The real question isn't whether the market is saturated, it's whether it still exists once Docker gives away the core value prop for free.
The real question isn't whether the market is saturated, it's whether it still exists once Docker gives away the core value prop for free.
Given Docker's track record it won't be free indefinitely, this is a move to gauge demand and generate leads.
Good news, you can already pay for it ;)
https://docs.docker.com/dhi/features/#dhi-enterprise-subscri...
Most likely yes. There are a lot enterprises out there that only trust paid subscriptions.
Paying for something “secure” comes with the benefit of risk mitigation - we paid X to give us a secure version of Y, hence its not our fault “bad thing” happenned.
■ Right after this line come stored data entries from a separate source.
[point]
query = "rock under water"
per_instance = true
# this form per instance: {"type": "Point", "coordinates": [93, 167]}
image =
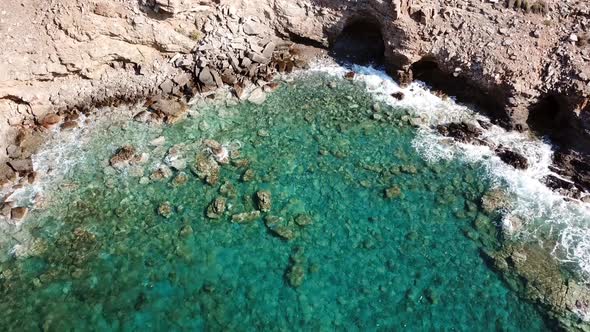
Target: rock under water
{"type": "Point", "coordinates": [328, 220]}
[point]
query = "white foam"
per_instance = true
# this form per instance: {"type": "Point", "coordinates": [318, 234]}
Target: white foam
{"type": "Point", "coordinates": [544, 213]}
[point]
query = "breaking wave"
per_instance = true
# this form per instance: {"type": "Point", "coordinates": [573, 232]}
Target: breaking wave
{"type": "Point", "coordinates": [542, 214]}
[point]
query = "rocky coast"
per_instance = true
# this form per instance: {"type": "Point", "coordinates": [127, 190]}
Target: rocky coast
{"type": "Point", "coordinates": [524, 64]}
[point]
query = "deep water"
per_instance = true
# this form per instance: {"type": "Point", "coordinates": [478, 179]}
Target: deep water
{"type": "Point", "coordinates": [101, 257]}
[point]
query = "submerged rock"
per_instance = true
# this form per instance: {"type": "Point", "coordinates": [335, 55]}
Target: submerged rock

Counterpoint: most likely no, it really is about all the downstream impacts of critical and high findings in scanners. The risk of failing a soc2 audit for example. Once that risk is removed then the value prop is also removed.
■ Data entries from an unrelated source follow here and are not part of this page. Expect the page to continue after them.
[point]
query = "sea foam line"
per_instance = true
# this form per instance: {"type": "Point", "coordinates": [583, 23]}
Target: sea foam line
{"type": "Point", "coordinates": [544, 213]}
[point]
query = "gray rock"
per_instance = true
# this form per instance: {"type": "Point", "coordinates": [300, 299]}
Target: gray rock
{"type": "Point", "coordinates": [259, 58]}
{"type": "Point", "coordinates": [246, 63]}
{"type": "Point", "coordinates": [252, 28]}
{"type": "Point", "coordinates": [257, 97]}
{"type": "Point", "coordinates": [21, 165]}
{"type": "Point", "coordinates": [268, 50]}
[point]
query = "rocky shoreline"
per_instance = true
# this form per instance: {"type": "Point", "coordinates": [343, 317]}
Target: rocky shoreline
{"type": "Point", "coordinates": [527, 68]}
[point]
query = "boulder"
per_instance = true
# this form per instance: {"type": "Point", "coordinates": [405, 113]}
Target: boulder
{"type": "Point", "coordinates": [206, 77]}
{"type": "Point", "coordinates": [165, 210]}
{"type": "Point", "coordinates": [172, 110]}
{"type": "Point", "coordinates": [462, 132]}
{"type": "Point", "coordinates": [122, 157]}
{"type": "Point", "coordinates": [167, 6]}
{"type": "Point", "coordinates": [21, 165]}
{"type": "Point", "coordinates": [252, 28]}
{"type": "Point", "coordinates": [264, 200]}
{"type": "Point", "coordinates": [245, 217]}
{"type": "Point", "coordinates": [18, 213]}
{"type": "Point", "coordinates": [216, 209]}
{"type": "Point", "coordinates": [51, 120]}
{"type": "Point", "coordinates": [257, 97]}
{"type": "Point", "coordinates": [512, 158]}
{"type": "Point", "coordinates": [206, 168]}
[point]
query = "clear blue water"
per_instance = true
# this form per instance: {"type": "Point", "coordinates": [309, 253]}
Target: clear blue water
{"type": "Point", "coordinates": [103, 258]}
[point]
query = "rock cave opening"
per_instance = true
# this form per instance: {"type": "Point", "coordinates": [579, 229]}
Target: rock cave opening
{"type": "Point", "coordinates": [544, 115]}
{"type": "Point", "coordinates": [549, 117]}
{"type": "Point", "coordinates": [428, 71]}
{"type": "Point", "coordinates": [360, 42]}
F500s trust the paid subscriptions because it means you can escalate the issue -- you're now a paying client so you get support if/when things explode -- and that also gives you a lever to shift blame or ensure compliance.
I recall being an infra lead at an Big Company that you've heard of and having to spend a month working with procurement to get like 6 Mirantis / Docker licenses to do a CCPA compliance project.
I don't think this is the case here. The reason you want to lower your CVEs is to say "we're compliant" or "it's not our fault a bad thing happened, we use hardened images". Paying doesn't really change that - your SOC2 doesn't ask how much you spent, it asks what your patching policy is. This makes that checkbox free.